In 1883, John Miles leased 3,000,000 acres (12,000 km2) of Cheyenne and Arapaho land to seven cattlemen. However, arguments soon developed between the cattlemen and the tribesmen. In 1885, the Federal government terminated all of the leases and ordered the cattlemen to remove their stock.
The area was settled in 1886, when John Seger established a colony along Cobb Creek. Seger convinced 120 Cheyenne and Arapaho to settle near the old ranch headquarters at Cobb Creek. The intent was that "Seger's Colony" would teach these tribes how to farm, using modern agricultural methods. The name, Seger's Colony, would be shortened and become the present day town of Colony, Oklahoma.

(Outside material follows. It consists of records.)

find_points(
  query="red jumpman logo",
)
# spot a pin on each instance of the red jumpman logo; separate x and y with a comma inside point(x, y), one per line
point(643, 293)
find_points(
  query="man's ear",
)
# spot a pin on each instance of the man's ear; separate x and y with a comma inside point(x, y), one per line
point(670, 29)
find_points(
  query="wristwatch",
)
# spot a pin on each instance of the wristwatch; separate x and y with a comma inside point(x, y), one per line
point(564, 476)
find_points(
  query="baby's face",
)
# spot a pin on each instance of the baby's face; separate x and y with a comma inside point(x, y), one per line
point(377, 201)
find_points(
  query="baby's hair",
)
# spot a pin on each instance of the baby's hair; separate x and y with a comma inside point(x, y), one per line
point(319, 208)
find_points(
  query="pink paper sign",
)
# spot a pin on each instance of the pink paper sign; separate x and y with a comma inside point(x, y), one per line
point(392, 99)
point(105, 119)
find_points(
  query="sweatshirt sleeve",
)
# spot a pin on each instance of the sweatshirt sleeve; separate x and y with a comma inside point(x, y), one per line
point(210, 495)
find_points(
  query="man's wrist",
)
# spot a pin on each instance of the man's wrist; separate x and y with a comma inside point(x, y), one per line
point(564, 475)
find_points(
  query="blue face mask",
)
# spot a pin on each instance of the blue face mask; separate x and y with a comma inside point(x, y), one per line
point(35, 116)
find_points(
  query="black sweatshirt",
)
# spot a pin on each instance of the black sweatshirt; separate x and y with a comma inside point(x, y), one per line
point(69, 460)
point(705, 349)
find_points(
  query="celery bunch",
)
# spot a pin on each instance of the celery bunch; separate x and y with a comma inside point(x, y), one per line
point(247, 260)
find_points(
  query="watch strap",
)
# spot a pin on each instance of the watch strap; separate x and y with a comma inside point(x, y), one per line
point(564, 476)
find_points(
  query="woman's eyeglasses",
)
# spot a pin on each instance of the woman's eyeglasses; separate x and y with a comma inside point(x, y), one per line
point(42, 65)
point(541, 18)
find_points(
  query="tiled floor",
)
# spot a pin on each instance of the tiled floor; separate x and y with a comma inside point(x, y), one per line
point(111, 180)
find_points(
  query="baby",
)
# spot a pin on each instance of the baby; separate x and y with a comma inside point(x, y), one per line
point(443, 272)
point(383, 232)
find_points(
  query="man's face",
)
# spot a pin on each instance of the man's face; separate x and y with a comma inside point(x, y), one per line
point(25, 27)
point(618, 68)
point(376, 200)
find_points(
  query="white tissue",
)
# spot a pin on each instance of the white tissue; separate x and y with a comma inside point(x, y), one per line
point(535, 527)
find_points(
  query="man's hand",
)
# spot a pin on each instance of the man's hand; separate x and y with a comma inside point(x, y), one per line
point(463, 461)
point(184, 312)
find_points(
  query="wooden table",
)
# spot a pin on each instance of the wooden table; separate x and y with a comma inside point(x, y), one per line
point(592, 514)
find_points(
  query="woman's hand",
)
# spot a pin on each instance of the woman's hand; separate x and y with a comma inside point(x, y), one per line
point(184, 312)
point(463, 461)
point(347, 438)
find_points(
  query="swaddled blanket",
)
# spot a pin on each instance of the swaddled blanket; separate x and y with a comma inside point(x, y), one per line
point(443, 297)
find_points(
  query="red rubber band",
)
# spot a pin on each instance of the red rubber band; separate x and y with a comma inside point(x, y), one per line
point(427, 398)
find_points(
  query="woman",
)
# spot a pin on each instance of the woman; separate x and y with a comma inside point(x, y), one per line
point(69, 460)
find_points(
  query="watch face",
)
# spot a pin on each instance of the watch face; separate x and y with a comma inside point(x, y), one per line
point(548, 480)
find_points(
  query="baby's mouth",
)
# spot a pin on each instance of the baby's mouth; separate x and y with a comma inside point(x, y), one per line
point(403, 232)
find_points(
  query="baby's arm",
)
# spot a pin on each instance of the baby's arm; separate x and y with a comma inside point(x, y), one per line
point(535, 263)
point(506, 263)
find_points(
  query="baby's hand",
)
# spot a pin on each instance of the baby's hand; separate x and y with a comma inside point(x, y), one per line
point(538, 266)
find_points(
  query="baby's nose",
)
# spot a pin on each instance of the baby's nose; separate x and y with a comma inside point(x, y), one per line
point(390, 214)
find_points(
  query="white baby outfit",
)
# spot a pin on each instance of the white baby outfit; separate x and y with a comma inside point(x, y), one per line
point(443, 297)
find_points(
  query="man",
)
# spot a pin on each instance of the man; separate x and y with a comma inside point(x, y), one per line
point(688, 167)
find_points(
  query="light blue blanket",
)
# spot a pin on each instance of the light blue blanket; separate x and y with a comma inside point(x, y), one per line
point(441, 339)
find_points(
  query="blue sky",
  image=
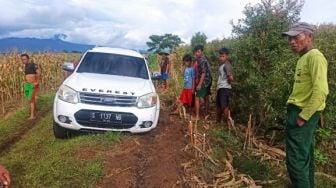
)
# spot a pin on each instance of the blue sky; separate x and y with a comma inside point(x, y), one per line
point(128, 23)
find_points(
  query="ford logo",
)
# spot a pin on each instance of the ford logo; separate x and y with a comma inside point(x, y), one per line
point(109, 99)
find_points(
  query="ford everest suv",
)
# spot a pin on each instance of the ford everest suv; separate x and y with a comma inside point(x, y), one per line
point(110, 90)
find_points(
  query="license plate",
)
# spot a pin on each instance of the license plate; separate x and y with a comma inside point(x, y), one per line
point(106, 117)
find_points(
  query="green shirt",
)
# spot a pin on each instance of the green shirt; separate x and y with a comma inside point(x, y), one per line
point(310, 88)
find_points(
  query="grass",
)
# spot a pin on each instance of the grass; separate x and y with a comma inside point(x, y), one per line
point(40, 160)
point(12, 125)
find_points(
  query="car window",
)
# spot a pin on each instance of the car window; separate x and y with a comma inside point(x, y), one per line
point(113, 64)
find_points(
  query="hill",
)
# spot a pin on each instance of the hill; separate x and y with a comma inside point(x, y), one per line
point(40, 45)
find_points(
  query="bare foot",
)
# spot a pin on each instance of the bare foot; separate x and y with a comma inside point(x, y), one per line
point(195, 118)
point(32, 118)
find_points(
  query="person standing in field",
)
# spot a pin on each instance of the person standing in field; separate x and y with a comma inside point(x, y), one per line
point(304, 105)
point(4, 177)
point(32, 75)
point(164, 66)
point(186, 96)
point(204, 82)
point(225, 77)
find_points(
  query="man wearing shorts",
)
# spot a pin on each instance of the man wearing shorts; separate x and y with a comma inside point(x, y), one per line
point(32, 75)
point(204, 81)
point(223, 85)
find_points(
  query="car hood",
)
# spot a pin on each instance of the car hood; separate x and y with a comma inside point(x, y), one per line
point(108, 84)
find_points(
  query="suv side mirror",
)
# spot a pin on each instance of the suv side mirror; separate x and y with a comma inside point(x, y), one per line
point(68, 66)
point(156, 76)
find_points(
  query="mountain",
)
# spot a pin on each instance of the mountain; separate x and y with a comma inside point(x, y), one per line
point(40, 45)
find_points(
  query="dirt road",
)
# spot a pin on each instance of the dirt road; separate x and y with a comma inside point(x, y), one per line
point(149, 160)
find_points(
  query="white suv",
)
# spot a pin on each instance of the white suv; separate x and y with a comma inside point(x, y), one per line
point(110, 90)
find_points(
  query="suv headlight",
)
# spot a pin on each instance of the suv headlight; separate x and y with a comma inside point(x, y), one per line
point(67, 94)
point(147, 101)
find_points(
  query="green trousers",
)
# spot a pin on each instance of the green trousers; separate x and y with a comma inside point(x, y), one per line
point(300, 143)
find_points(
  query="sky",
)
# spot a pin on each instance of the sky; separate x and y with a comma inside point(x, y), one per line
point(129, 23)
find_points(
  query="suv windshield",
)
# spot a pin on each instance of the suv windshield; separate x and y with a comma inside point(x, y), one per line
point(113, 64)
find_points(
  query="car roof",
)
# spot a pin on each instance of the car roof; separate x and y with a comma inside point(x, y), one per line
point(120, 51)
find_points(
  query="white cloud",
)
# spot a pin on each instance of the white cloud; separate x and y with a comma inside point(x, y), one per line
point(129, 23)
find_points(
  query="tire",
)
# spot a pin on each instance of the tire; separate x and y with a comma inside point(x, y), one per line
point(60, 132)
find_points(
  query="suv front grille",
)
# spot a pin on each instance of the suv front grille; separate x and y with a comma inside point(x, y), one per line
point(104, 119)
point(107, 100)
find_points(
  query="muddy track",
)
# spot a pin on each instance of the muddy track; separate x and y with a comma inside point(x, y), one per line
point(149, 160)
point(29, 124)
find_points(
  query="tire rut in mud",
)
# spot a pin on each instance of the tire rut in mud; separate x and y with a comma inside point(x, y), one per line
point(149, 160)
point(28, 125)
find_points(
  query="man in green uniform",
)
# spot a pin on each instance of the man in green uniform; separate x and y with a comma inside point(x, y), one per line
point(305, 104)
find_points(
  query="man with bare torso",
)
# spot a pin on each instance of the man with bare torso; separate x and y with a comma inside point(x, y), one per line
point(32, 75)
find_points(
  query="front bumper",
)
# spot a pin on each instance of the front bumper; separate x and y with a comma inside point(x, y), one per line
point(78, 117)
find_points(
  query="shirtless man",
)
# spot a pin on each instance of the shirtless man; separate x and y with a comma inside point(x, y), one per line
point(32, 74)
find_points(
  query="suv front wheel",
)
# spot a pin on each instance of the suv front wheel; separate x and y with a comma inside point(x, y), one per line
point(60, 132)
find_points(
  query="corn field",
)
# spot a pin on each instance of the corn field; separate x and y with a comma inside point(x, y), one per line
point(12, 75)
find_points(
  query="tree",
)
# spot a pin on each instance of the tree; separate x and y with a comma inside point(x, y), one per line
point(168, 41)
point(265, 66)
point(198, 39)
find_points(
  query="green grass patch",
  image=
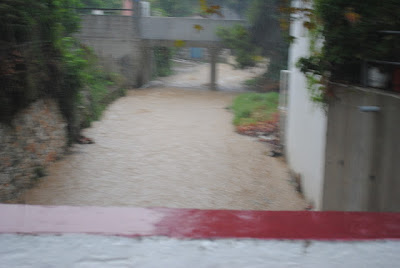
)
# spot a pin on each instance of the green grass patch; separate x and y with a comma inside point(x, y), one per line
point(250, 108)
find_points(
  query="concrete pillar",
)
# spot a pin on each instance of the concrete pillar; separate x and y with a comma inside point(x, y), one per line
point(213, 51)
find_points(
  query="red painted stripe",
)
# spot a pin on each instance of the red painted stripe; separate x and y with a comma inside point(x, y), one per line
point(188, 223)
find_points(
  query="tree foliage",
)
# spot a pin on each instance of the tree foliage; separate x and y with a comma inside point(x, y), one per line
point(238, 39)
point(351, 31)
point(30, 45)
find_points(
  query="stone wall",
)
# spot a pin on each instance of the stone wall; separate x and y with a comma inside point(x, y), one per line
point(35, 137)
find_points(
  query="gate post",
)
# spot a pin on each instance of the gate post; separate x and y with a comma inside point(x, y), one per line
point(213, 51)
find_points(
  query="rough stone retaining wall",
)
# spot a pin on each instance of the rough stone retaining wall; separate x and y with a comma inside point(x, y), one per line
point(35, 137)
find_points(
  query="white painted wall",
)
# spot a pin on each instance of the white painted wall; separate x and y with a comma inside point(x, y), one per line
point(306, 124)
point(80, 250)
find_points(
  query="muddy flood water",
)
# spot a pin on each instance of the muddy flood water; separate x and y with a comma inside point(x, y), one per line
point(168, 147)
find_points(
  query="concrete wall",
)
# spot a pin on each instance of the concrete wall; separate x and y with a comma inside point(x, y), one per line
point(115, 39)
point(306, 124)
point(163, 28)
point(363, 151)
point(34, 138)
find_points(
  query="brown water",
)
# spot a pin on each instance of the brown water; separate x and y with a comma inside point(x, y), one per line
point(168, 148)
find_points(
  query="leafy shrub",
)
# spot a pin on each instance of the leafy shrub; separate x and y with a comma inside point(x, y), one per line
point(351, 33)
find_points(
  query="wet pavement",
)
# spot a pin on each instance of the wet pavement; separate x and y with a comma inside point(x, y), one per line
point(168, 147)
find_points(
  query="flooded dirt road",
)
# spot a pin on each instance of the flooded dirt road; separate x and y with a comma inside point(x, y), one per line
point(168, 147)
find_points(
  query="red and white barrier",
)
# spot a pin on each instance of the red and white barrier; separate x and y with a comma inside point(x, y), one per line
point(36, 236)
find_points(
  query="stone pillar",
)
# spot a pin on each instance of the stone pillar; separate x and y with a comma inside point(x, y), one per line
point(213, 51)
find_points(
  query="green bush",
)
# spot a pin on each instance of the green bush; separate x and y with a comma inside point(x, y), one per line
point(351, 33)
point(250, 108)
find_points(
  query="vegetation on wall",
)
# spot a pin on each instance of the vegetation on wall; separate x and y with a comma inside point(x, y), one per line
point(163, 64)
point(351, 33)
point(265, 20)
point(39, 59)
point(31, 48)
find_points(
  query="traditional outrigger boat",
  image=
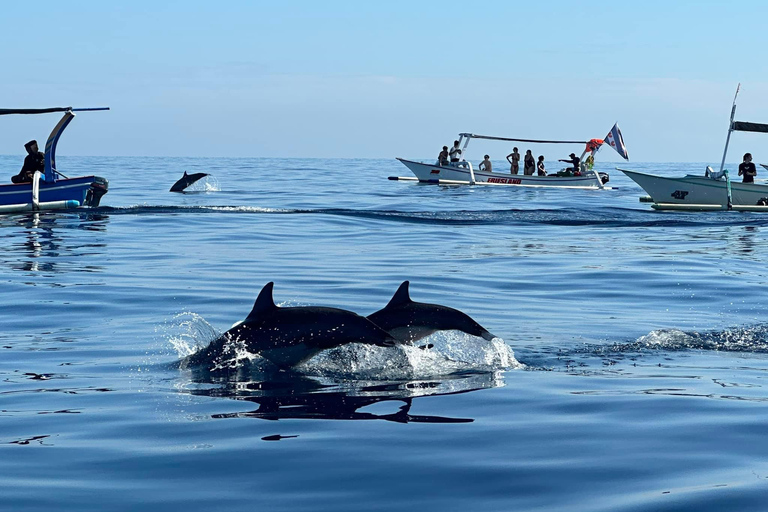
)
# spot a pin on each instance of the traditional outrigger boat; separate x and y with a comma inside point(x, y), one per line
point(463, 173)
point(52, 190)
point(712, 191)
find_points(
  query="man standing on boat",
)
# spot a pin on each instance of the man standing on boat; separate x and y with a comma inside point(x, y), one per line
point(747, 169)
point(576, 162)
point(455, 152)
point(34, 161)
point(514, 161)
point(486, 165)
point(442, 158)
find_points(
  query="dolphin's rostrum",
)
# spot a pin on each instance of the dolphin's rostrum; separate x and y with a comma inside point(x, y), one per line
point(290, 336)
point(409, 321)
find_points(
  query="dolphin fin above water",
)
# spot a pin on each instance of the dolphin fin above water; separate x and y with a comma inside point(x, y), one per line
point(187, 180)
point(290, 336)
point(409, 321)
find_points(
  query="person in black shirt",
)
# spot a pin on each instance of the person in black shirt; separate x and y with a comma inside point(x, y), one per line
point(34, 161)
point(576, 162)
point(747, 169)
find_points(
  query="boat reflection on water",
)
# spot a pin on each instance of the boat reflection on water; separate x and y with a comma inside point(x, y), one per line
point(48, 242)
point(289, 395)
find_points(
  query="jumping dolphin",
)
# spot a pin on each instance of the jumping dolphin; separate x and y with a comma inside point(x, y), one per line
point(187, 180)
point(289, 336)
point(409, 321)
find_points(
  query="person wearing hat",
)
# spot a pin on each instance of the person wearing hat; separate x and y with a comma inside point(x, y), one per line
point(442, 158)
point(486, 165)
point(34, 161)
point(575, 161)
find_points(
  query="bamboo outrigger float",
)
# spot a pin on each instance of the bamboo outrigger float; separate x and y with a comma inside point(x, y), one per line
point(463, 172)
point(712, 192)
point(52, 190)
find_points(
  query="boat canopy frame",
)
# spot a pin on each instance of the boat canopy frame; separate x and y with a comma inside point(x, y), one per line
point(466, 137)
point(51, 174)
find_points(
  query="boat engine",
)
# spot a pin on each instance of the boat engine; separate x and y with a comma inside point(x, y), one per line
point(98, 188)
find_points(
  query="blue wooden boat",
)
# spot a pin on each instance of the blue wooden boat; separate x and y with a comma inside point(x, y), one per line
point(52, 189)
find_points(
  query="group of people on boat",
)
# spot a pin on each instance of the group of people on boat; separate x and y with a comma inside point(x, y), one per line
point(34, 161)
point(530, 165)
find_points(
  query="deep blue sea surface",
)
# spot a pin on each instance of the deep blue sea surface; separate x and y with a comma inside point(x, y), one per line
point(632, 375)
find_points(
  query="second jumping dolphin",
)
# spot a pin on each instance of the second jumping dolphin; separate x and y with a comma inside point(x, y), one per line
point(408, 321)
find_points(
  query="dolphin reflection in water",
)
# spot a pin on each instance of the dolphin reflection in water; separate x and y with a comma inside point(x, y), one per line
point(290, 395)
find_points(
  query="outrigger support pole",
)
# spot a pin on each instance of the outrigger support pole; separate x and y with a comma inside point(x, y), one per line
point(730, 128)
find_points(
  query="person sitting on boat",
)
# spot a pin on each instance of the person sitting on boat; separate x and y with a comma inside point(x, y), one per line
point(529, 164)
point(576, 162)
point(589, 163)
point(514, 161)
point(442, 158)
point(747, 169)
point(455, 152)
point(486, 165)
point(34, 161)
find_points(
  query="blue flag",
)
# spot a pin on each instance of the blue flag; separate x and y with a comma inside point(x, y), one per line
point(616, 141)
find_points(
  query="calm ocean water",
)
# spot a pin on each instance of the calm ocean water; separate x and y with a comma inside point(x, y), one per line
point(639, 379)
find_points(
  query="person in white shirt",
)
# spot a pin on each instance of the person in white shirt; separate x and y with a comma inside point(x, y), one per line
point(455, 152)
point(486, 165)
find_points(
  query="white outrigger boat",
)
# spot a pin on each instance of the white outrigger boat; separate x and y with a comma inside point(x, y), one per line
point(713, 190)
point(463, 173)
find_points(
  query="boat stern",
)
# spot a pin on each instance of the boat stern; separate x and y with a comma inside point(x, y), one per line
point(99, 187)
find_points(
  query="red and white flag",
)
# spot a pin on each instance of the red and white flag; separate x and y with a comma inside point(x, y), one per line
point(616, 141)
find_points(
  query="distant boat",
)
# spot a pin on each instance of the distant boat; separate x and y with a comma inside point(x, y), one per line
point(52, 190)
point(713, 190)
point(463, 173)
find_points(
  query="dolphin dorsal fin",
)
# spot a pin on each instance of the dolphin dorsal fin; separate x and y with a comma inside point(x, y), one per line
point(401, 296)
point(264, 302)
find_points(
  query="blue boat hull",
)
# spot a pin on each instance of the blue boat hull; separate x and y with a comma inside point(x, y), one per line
point(86, 190)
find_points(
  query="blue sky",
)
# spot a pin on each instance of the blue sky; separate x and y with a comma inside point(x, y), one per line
point(379, 80)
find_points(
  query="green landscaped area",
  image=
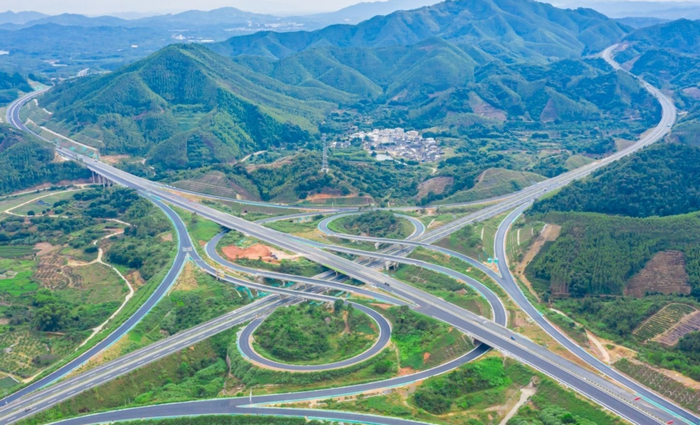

After the government declared the excess lands of the Cheyenne and Arapaho Indian Reservation available for non-Indian settlement, the Cheyenne-Arapaho Opening was made available to homesteading on April 19, 1892, in the Land Run of 1892. At that time, the town of Tacola, soon renamed to Cloud Chief, was designated by the Secretary of the Interior as the county seat.
Washita County is located in that part of western Oklahoma which was included in County H of the Territory of Oklahoma, an organized incorporated territory of the United States that existed from 2 May 1890, until 16 November 1907, when it was joined with the Indian territory and admitted to the Union as the State of Oklahoma. The county itself was renamed for the Washita River. The French had called the river "Faux Ouachita," literally meaning "false Washita," to distinguish it from the ‘true’ Ouachita in Arkansas and Louisiana. The spelling of the name of the Oklahoma Washita was changed by substituting "w" for "ou."
An election in 1900 designated the town of Cordell as the county seat. It was favored by the majority because it was located in the center of the county. The election result was contested in court. The Oklahoma Territorial Supreme Court ruled in 1904 that the seat could not be moved without Federal authorization. The U. S. Congress moved the seat to Cordell in 1906. When the Oklahoma Constitution went into effect at statehood in 1907, it confirmed Cordell (by then relocated and renamed New Cordell) as the county seat.
In 1948, the nation's first flood control dam under the authorization of the Flood Control Act of 1944 was completed in the Cloud Creek Watershed in Washita County.
The lyrics for 1968 hit song Wichita Lineman were inspired by Jimmy Webb's driving through Washita County westward on a straight road into the setting sun past a seemingly endless line of telephone poles, each looking exactly the same as the last. In the distance he noticed the silhouette of a solitary lineman atop a pole, which he described as "the picture of loneliness."